I ran two sessions. I'm struggling for time, so I will put the details in the next WeekNotes. But a little tease:
'What would it take for incumbents and elites to defect from protecting the old to creating the new?'. I'm convinced that some kind of defection is necessary for the old system to go into managed decline, and for next systems to emerge.
'How can we use time well, combining being regimented (Chronos) with being opportunistic (Kairos) with being connected to the timeless unconscious (Aion)?' This was inspired by my wife's work on using time well.
More generally:
Open Space really works. The different format was needed to ride the curiosity of the diverse group.
Are there positive climate tipping points? Anyone in this area will be familiar with the idea of the physical tipping points of cliamte change, where a shift in a physical system like the Greenland Ice Sheet goes through a threshold and changes in an irreversible way, with dramatic consequences. Interesting to hear that Exeter University are looking for positive tipping points, shifts in how humans organise that then drive rapid decarbonisation.

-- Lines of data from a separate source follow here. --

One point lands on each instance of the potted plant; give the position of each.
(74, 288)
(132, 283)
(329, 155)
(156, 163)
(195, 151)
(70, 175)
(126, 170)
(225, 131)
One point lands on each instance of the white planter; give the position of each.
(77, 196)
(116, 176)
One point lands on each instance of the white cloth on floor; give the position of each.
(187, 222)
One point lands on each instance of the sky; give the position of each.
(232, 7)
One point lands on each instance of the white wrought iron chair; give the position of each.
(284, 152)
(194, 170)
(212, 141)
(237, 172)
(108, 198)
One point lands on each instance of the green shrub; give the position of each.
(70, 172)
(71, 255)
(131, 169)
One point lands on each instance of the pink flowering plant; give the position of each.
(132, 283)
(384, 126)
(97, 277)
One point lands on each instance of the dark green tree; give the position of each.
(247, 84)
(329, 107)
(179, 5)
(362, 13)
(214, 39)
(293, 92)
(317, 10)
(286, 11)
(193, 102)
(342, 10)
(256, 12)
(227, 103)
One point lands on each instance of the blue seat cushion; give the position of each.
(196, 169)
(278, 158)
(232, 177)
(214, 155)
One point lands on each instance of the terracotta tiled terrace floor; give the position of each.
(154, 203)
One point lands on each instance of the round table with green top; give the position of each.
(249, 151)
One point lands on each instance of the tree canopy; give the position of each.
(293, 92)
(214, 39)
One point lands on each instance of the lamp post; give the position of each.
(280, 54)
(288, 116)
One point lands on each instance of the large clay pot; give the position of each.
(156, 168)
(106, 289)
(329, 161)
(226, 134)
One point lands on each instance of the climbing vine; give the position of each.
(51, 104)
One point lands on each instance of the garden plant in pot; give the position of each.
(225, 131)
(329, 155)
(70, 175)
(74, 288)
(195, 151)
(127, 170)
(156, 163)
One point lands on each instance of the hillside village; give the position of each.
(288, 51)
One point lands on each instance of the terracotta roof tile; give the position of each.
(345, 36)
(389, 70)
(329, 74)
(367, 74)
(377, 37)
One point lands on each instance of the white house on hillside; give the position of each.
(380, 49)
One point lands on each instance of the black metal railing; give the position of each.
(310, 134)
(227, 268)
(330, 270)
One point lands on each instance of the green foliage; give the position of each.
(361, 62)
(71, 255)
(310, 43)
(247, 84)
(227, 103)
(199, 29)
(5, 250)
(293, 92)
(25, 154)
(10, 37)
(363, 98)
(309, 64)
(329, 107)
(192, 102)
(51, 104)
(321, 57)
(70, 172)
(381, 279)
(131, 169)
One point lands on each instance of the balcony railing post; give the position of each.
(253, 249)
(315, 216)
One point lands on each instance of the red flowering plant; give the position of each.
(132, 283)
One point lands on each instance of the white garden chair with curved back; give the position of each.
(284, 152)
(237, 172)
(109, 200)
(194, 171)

People do default to simple answers. 'Isn't all the fault of consumerism / growth / corporates?' No. Our predicament isn't just from one thing. People say these tropes thinking they are being deeply insightful, but really the flat simplicity gets in the way of insight.
There is a growing field. I'm in my 20th year of working on sustainability. There were many people there who were still in school 20 years ago. And they have sustainability-related roles in for-impact organisations which didn't exist even 5 years ago.
The big picture here is that the Unconference is a necessary part of the mixing and community building from which new initiatives can emerge.
WHAT NEXT
Engage with the Sustainability Accelerator at Chatham House on the theme of 'what's needed, what's ready, what can we do?'.